Self-treating is pushing the confectioner category forward despite cost-of-living challenges.
By Elena Dimama
Confectionery continues to deliver solid sales for independent retail, despite the challenging circumstances of the past year.
The segment grew by 2.9% compared to the year before, with own-label products having lost share in the chocolate and candy categories, as consumers gravitate towards brands, according to Nielsen.
The vegan way
Offering plant-based choices has never been more important and innovation within brands helps sales soar.
“Providing the right snack for the right moment forms part of our Snacking Made Right agenda, and therefore being able to provide delicious treats for all snacking needs and requirements is of great importance to us,” Susan Nash, Trade Communications Manager at Mondelez International, explains.
“Maynards Bassetts’ Fizzy Fish and Sour Patch Kids in Watermelon flavour have both received vegan certification by the Vegan Society. We’re proud that these innovations allow retailers to cater to this growing consumer appetite and offer their shoppers even more choices.”
Over 700,000 people participated in the Veganuary challenge this year, as more people are becoming conscious of their eating habits and switching to a vegan diet. “Innovation within the vegan sugar confectionery category is a strong driver to entice consumers to try out vegan products and keep them coming back for more,” Clare Newton, Trade Marketing Executive at Swizzels, adds.
Multipacks for convenience
The challenging economic circumstances mean that multipacks are on the rise, as shoppers look for a cost-effective way to purchase their treats in advance. “They’re most often bought as part of a scheduled shopping trip by consumers looking ahead, rather than buying on impulse when out and about,” Nash notes.

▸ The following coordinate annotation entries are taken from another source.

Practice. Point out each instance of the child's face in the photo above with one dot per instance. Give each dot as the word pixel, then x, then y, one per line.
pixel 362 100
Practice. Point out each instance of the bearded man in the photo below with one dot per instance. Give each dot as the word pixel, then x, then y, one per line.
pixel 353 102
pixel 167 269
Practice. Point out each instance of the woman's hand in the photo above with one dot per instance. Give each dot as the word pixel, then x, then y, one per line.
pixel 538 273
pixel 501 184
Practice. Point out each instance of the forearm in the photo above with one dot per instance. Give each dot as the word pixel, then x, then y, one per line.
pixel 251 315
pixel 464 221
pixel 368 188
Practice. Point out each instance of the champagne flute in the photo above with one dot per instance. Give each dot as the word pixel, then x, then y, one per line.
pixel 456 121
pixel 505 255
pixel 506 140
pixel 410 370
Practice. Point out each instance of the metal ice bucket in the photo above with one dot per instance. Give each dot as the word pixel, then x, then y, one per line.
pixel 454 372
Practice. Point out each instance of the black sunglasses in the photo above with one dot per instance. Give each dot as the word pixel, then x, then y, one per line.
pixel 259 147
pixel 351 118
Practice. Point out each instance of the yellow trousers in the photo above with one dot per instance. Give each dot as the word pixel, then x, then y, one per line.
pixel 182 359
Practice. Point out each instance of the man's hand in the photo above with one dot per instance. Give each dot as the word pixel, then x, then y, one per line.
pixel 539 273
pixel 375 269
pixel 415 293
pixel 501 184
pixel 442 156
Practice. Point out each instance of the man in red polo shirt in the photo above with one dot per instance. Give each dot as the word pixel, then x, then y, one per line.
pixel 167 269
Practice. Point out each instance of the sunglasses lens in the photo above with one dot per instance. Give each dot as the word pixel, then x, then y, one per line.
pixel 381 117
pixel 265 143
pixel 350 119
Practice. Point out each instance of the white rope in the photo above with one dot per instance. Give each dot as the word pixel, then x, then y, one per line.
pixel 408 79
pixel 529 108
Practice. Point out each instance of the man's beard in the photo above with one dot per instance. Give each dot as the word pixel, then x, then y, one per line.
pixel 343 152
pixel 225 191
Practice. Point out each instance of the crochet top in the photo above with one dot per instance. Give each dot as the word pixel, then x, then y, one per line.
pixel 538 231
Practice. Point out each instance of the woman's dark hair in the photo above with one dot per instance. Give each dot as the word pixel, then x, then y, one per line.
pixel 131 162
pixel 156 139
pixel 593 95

“Additionally, we’ve seen that shoppers are increasingly looking to enjoy evenings at home as a more cost-effective way to spend time together. This subsequent increase in the Big Night In occasion can be catered to with our gifting and sharing formats.”
PMPs are another way of driving sales, especially in the confectionery category which seems to have been more or less insulated from the cost-of-living crisis.
“We’ve found that stocking PMPs influences consumers’ willingness to make an impulse purchase within the category,” Newton explains. “PMPs help to give customers an enhanced feeling of control over their spending and the knowledge that the price that they see on pack will be the price that they pay at the checkout.